NPR detailed Arnold's work in 2012 after she spoke at a TEDMED conference.

"In the lab, she's speeding up [evolution] by shuffling genes artificially — and doing it smartly she hopes — by figuring out which elements have a fighting chance of producing proteins that actually work and maybe even do something useful," wrote NPR's Scott Hensley.

Arnold likened the duties of these molecules to sex. "Proteins aren't designed, they're evolved. ... Sex is an innovation-generation machine," she said.

Arnold received her Ph.D. from the University of California, Berkeley. She is the Linus Pauling professor of chemical engineering, bioengineering and biochemistry at the California Institute of Technology.

Sharing in the other half of this year's prize is Smith, who developed a method known as phage display, where a bacteriophage – a virus that infects bacteria – can be used to evolve new proteins.

Born in Norwalk, Conn., in 1941, Smith received his Ph.D. from Harvard University and is the curators' distinguished professor emeritus of biological sciences at the University of Missouri, Columbia.

The third laureate, Winter, was born 1951 in Leicester, U.K. He received his Ph.D. from the University of Cambridge and is the research leader emeritus at the MRC Laboratory of Molecular Biology in Cambridge.

Winter has used phage display to produce new pharmaceuticals.

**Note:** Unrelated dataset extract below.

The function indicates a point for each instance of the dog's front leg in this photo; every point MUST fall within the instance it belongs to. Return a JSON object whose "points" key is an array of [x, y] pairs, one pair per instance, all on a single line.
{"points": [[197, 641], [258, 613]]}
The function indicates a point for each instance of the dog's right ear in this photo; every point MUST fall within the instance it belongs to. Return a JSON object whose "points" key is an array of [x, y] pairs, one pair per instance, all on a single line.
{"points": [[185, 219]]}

The methods he has developed have produced antibodies that can neutralize toxins, counteract autoimmune diseases and cure metastatic cancer.

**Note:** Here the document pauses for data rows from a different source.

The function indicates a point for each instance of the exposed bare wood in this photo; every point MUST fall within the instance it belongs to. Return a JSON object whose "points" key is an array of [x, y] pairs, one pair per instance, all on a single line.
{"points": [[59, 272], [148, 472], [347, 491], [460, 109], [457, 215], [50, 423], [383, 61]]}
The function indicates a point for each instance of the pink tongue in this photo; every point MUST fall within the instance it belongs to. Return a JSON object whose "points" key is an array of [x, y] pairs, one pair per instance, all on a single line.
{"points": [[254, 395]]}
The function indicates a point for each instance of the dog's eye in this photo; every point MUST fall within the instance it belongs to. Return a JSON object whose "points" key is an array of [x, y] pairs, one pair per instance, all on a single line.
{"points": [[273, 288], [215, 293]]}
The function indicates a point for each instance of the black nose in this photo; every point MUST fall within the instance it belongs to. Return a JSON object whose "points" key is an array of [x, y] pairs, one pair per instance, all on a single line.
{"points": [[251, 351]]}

"We are in the early days of directed evolution's revolution which, in many different ways, is bringing and will bring the greatest benefit to humankind," said the academy.

The 2017 Nobel Prize in chemistry was awarded to researchers Jacques Dubochet, Joachim Frank and Richard Henderson for their work in cryo-electron microscopy, which the academy said "both simplifies and improves the imaging of biomolecules."

The three recipients announced Wednesday bring to 181 laureates the number who have won the chemistry prize since its inception in 1901. Only five women, including Arnold, have ever won.

"Chemistry is filled with brilliant women, so I think we'll see a steady stream of Nobel prizes awarded to women," says Arnold.